The most fundamental part of physics is the theory of motion, and if science is to begin it must begin there. A philosopher in the fourteenth century university of Paris, John Buridan, was trying to understand motion. Why is it that when we throw a stone, it goes on moving after it has left our hand? The Greek philosophers never found a satisfactory explanation. The Greeks held that the world is eternal, but Buridan remembered the Christian belief that the world was created. God did not create a static world, but a world in motion. Buridan realised that at creation God must have given each particle an impetus whereby it continues in motion. This insight was eventually to develop into Newton’s first law of motion. This idea of Buridan, derived from Christian theology, is the beginning ofmodern science, in its discovery and description of intrinsic, ordered inter-relationship.

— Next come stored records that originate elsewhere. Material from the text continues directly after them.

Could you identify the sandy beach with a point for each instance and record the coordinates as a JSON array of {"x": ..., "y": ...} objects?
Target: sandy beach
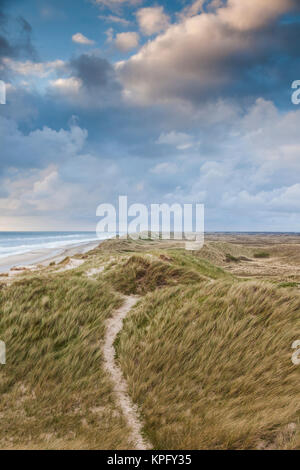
[{"x": 44, "y": 256}]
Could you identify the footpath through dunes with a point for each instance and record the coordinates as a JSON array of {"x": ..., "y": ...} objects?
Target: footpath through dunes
[
  {"x": 210, "y": 365},
  {"x": 206, "y": 355},
  {"x": 130, "y": 411}
]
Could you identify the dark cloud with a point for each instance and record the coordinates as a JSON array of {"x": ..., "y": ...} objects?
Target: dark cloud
[
  {"x": 17, "y": 44},
  {"x": 93, "y": 71}
]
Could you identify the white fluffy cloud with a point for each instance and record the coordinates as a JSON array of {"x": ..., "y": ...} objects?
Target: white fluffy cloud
[
  {"x": 180, "y": 140},
  {"x": 152, "y": 20},
  {"x": 127, "y": 41},
  {"x": 252, "y": 14},
  {"x": 199, "y": 54},
  {"x": 79, "y": 38}
]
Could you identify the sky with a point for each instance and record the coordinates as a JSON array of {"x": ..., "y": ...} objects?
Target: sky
[{"x": 174, "y": 101}]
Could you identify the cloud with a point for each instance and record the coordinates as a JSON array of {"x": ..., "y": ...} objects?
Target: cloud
[
  {"x": 29, "y": 68},
  {"x": 92, "y": 70},
  {"x": 67, "y": 86},
  {"x": 164, "y": 168},
  {"x": 127, "y": 41},
  {"x": 88, "y": 81},
  {"x": 114, "y": 19},
  {"x": 15, "y": 36},
  {"x": 189, "y": 63},
  {"x": 24, "y": 151},
  {"x": 253, "y": 14},
  {"x": 152, "y": 20},
  {"x": 180, "y": 140},
  {"x": 115, "y": 5},
  {"x": 81, "y": 39}
]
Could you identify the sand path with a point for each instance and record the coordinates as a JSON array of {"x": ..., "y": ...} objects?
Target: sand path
[{"x": 113, "y": 326}]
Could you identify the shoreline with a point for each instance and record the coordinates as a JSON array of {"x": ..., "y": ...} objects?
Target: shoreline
[{"x": 45, "y": 256}]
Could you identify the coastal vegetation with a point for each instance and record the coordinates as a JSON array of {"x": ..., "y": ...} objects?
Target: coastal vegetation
[{"x": 206, "y": 351}]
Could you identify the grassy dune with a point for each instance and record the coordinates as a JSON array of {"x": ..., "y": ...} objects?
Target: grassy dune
[
  {"x": 210, "y": 366},
  {"x": 207, "y": 355}
]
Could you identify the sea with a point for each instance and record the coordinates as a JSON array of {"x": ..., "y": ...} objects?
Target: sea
[{"x": 18, "y": 243}]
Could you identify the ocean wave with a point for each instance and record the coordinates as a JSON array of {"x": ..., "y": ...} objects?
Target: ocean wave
[{"x": 22, "y": 249}]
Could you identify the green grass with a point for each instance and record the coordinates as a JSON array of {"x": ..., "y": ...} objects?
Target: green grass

From that small beginning many other scientists in the Middle Ages developed new ideas of space and time. Then Brahe and Copernicus replaced the Greek geocentric cosmology theory by a new idea, that the sun is in the centre of the solar system with the earth going around it. Kepler’s laws of planetary motion described accurately how the planets move. Galileo showed how motion on the earth could also be described mathematically.

All this new understanding was brought together by Newton’s three laws of motion together with his theory of universal gravitation. From it the laws of Kepler and Galileo could be deduced, thus unifying celestial and terrestrial dynamics. The motions of the planets and of projectiles could be calculated to high accuracy. Eclipses and other celestial phenomena could be accurately predicted.

With the work of Newton physics came to maturity for the frst time in history, and science was put into a condition of continuous growth. During the subsequent centuries the work of these pioneers was extended and applied to understand many features of the natural world. Electric and magnetic phenomena were described by Maxwell’s theory and in the twentieth century came the discovery of the atomic and nuclear worlds and the quantum. This has increasingly unified knowledge of our cosmos, transformed our lives and given us cause for increasing wonder at the One Intelligence behind it.

Thus we see that modern science, far from being an alien threat, is a natural consequence of Christian beliefs about the world. Science has Christian roots and is the Christian way of understanding the world and using it for the benefit of mankind.